“Blu Abisso”, a Cappella Orsini di Roma
I misteri dell’anima in un’opera di squisita poesia

 

Perfettamente intonato con il contesto ambientale in cui è stato proposto, la suggestiva Cappella Orsini nel centro di Roma, “Blu abisso” segna il ritorno di Antonio Mocciola nello spazio di Opera Lucifero, per la rassegna O-Scena Euforia diretta da Joyce Conte. Per l’occasione l’autore partenopeo ha proposto un monologo che, prendendo spunto dal celebre dipinto del tuffatore di Paestum, indaga in realtà ben altri “abissi”, quelli dell’animo umano.

Con un attore perfettamente a tono, Graziano Purgante, sempre nudo in scena come vuole l’icona sepolcrale di Paestum (ma anche la griffe dell’autore), e un musicista di notevole presenza come Vincenzo Vecchione, prendono quota il testo e la regia, in un ensemble perfetto che parte dal tuffo nel Tirreno, e ad esso torna, con un triplo carpiato azzardato e vincente attraversando il viaggio disperato di un profugo albanese verso la Puglia e il salto nel blu di Ettore Majorana, scienziato travolto dai sensi di colpa.

Si parla di reincarnazione, ed appare quindi indovinatissima la scelta de “L’ombra della luce” di Franco Battiato, che cantava i suoi “cicli di vite” proprio mentre migliaia di albanesi si imbarcavano verso Bari, ammassati in malferme navi-lager. I miti orfici, i simboli chiari (il fuoco, l’acqua) e celati (il plagio, la violenza fisica, l’adolescenza violata, i falsi guru), i temi cari all’autore non diventano mera operazione colta ma anzi impennano verso un’interpretazione dapprima quasi ipnotica, e via via sempre più viscerale, di Purgante, ottimo interprete del mondo di Mocciola per saperne evocare anche le sottotrame più sinistre, che il candore del suo glabro corpo nudo paradossalmente accentuano, e avvalorano. Il giovane attore campano affronta la sala piccola ma concentratissima con sicurezza e piglio, diventando ogni volta quel che il testo richiede, e riuscendo a sembrare ogni volta credibile. La disinvoltura di un nudo integrale, e perenne, per tutto lo spettacolo, non è scontata: su questo elemento molti attori anche esperti potrebbero cadere, eccedendo in narcisismo o, peggio, tenendo il freno tirato. Invece Graziano Purgante lo usa come un costume di scena, con serena indifferenza. Eppure splende, proprio perché sa “vestirsi” di parole, gesti ed emozioni. Gli interventi musicali del giovanissimo Vecchione sono discreti e misurati, ma quando esplode il suo canto, a scena vuota, la sala resta sospesa in un ascolto teso, per una canzone che da salmo diventa mantra, e infine si fonde col testo come, probabilmente, lo stesso Battiato – con cui Mocciola collaborò nel 2007 – avrebbe apprezzato.

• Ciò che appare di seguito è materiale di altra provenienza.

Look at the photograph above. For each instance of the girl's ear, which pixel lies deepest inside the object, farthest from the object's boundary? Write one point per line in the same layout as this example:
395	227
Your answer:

Opera complessa, conturbante, spiazzante, “Blu abisso”, il cui debutto è avvenuto – come è giusto – proprio a Paestum per la rassegna diretta da Sarah Falanga, merita ascolti e visioni ulteriori, per godersi l’evoluzione di due giovani e promettenti interpreti, e per scoprire altri significati che, come una matrioska, i testi di Antonio Mocciola spesso celano.

L’abisso non ha colore, ad esempio. In questo trabocchetto lessicale potrebbe esserci qualche risposta in più da indagare. Il teatro, fatto come si deve – come in questo caso – sa incuriosire e godere, anche senza rilevare.